Für den Wohnkomfort entscheidend ist eine korrekte Dimensionierung: Rechnet realistisch mit 30–50 m³/h pro Person, prüft den resultierenden Druckverlust im Rohrnetz und plant ausreichend Schalldämpfer ein, damit ihr im Betrieb unter ca. 30–35 dB(A) bleibt.
Ein hoher Wärmebereitstellungsgrad (≥ 80 % trocken, besser) senkt eure Heizlast spürbar; bei dichten Hüllen lohnt sich außerdem ein Bypass für Sommernachtkühlung.
Für Allergiker empfehle ich mindestens ISO ePM1 60 % in der Zuluft, komfortabel ist ein werkzeugloser Filterwechsel und eine Wechselanzeige.

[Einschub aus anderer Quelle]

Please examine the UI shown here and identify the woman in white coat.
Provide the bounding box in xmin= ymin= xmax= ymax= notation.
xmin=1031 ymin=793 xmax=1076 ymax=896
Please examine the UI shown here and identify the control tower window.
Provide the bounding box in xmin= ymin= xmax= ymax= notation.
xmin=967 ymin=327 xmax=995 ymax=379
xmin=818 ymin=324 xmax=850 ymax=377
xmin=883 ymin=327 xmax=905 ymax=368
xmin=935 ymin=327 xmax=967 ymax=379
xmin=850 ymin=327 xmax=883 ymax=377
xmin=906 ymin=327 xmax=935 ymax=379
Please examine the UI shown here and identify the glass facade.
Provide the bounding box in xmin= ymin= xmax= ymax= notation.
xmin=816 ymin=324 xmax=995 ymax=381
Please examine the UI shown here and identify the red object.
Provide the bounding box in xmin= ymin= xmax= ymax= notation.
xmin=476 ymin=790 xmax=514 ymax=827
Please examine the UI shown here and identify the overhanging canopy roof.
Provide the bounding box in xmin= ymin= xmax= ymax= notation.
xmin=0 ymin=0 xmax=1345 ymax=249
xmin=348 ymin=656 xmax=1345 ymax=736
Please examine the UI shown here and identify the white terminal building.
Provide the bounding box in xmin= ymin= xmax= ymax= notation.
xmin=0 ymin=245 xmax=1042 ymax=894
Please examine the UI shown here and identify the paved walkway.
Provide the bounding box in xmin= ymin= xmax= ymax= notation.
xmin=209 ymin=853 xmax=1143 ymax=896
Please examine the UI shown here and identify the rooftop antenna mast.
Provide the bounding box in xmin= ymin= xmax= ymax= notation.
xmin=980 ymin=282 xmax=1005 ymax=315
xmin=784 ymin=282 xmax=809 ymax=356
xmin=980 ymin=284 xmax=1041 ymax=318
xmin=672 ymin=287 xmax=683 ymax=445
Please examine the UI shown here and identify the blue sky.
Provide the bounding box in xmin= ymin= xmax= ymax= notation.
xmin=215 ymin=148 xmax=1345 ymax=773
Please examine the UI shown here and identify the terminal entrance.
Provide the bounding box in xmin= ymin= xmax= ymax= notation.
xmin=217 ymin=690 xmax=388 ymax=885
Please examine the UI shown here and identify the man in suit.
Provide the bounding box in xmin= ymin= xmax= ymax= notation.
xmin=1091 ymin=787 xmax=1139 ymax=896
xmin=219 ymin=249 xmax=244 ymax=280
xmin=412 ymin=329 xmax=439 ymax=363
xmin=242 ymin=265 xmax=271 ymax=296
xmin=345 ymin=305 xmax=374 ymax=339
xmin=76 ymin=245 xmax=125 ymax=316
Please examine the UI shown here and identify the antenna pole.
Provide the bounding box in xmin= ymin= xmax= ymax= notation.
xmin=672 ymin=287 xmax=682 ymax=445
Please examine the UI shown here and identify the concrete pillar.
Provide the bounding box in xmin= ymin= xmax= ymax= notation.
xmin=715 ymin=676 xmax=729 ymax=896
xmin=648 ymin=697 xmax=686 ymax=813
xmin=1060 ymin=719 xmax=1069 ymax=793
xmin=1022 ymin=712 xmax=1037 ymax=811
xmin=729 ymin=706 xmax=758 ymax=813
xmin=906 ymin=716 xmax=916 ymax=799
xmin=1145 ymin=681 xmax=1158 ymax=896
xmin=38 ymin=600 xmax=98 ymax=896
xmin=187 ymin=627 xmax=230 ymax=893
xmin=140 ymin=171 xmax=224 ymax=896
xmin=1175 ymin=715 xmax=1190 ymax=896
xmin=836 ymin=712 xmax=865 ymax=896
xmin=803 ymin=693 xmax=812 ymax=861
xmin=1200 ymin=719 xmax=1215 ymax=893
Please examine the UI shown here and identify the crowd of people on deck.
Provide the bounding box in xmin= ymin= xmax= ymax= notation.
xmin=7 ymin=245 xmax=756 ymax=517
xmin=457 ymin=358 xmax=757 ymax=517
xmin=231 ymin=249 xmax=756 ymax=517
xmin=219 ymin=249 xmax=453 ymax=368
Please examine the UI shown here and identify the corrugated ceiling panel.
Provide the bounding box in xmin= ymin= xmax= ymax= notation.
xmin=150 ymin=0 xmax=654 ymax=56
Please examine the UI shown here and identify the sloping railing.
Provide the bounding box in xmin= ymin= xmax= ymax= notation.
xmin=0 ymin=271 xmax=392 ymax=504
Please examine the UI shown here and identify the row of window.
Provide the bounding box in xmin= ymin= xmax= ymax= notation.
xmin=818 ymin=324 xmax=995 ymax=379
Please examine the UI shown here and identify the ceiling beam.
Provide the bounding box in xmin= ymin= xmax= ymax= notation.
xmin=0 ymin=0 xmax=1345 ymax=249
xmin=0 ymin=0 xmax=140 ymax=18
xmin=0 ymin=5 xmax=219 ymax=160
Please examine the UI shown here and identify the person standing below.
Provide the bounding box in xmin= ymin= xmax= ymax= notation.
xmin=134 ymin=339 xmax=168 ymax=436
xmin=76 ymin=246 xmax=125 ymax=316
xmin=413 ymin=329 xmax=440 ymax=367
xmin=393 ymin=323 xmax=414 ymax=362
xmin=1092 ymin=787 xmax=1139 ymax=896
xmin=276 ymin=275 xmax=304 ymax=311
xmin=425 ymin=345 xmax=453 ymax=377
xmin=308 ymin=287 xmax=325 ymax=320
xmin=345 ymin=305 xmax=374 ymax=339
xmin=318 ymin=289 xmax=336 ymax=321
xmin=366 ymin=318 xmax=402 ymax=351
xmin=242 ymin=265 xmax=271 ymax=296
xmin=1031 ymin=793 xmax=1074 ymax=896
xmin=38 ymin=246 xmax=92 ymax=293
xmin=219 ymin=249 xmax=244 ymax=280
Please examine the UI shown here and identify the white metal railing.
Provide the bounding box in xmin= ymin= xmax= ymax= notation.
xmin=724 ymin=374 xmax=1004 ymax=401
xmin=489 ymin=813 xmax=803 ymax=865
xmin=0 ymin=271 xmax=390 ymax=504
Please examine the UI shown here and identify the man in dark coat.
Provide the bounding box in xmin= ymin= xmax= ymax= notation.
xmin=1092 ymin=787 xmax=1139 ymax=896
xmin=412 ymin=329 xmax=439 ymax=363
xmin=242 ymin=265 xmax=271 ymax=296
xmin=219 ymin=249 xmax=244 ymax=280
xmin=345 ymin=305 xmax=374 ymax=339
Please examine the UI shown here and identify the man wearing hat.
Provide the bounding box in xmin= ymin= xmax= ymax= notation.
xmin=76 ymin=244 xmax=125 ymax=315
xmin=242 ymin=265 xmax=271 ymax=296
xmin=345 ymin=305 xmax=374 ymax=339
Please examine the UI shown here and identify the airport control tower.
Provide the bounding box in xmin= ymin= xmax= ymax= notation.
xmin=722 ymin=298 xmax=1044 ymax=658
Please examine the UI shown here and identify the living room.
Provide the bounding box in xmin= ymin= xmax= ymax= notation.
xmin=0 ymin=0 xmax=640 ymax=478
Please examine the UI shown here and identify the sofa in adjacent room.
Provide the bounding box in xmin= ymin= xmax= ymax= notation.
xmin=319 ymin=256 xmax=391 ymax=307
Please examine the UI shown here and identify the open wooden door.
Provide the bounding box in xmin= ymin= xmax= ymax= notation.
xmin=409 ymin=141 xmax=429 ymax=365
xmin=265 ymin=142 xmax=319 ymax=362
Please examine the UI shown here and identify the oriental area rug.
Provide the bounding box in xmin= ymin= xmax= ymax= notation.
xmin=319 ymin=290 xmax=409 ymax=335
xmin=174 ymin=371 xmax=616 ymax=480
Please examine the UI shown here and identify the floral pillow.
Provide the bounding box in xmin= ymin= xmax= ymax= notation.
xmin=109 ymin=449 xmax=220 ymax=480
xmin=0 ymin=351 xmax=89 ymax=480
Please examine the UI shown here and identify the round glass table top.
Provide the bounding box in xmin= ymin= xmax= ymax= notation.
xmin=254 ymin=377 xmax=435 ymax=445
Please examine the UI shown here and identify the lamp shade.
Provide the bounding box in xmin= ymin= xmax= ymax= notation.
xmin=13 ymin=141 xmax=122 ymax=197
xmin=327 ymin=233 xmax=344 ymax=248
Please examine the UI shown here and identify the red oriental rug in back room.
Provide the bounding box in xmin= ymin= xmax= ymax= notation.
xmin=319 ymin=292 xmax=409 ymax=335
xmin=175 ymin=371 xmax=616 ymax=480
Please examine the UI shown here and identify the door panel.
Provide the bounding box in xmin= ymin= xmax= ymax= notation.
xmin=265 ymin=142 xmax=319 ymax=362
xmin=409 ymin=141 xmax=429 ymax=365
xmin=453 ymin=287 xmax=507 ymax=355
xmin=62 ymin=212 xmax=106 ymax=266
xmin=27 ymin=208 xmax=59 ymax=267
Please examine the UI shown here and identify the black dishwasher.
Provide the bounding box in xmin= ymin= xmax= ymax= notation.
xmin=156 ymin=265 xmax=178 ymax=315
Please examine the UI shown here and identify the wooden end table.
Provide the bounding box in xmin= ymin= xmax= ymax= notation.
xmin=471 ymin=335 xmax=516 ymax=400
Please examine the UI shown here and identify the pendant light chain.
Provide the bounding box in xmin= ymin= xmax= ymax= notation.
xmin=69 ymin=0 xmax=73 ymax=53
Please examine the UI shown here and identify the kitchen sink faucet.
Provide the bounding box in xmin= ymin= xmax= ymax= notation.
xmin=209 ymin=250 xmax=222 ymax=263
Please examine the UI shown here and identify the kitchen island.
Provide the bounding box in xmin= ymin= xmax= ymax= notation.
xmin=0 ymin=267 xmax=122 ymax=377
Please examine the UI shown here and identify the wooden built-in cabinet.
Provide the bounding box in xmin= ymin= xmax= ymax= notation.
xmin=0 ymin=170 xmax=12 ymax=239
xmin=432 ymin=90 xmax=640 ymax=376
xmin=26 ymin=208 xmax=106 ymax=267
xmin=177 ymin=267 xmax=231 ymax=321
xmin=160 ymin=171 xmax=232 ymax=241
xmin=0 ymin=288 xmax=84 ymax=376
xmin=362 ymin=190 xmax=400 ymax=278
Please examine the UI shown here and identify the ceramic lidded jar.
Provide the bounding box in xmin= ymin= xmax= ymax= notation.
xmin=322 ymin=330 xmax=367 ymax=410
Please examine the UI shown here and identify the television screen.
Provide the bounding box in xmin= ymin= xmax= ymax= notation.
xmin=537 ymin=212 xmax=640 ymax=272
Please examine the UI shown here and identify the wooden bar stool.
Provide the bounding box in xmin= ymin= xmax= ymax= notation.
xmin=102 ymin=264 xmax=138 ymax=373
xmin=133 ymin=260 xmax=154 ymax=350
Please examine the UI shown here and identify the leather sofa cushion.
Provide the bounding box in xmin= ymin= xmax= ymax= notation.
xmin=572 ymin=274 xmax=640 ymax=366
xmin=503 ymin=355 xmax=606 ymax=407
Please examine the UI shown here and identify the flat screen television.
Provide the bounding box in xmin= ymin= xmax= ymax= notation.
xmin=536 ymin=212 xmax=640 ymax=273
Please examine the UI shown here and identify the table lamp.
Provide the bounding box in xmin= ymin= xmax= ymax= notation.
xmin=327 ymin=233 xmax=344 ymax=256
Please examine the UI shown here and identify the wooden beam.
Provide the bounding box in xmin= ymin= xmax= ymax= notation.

Bei der Steuerung sind 0–10 V/Modbus oder eine App praktisch; Feuchte-/CO₂-geführte Automatikstufen halten die Luftqualität stabil und sparen Energie.
Eine gute
Bezugsquelle mit konkreten Wohnungslüftungsboxen findet ihr hier: lueftungsteile.ch. Dort gibt es z. B. die WLB Wohnungslüftungsbox Standard sowie passende Stufenschalter als Taster oder Touchscreen, was die Bedienung pro Wohnung sehr einfach macht.
Prüft bei der Auswahl die Einbauorientierung (links/rechts), Kondensatableitung, Frostschutzstrategie und ob Enthalpietauscher (Feuchterückgewinnung) verfügbar sind.
Für die Schweiz relevant: SIA 382/1 (Auslegung/Betrieb), Minergie-Anforderungen, VKF-Brandschutz (insb. bei Leitungsführung über Brandabschnitte) und BAG-Empfehlungen zur Hygiene – das hilft auch bei Förderfragen.
Mein Praxis-Setup für MFH: je Wohnung eine kompakte WLB, Zuluft in Wohn-/Schlafräumen, Abluft in Küche/Bad, Volumenstrom per Di-/Tellerventilen einregulieren, Einmessprotokoll dokumentieren – so bleibt die Anlage leise, effizient und wartungsfreundlich.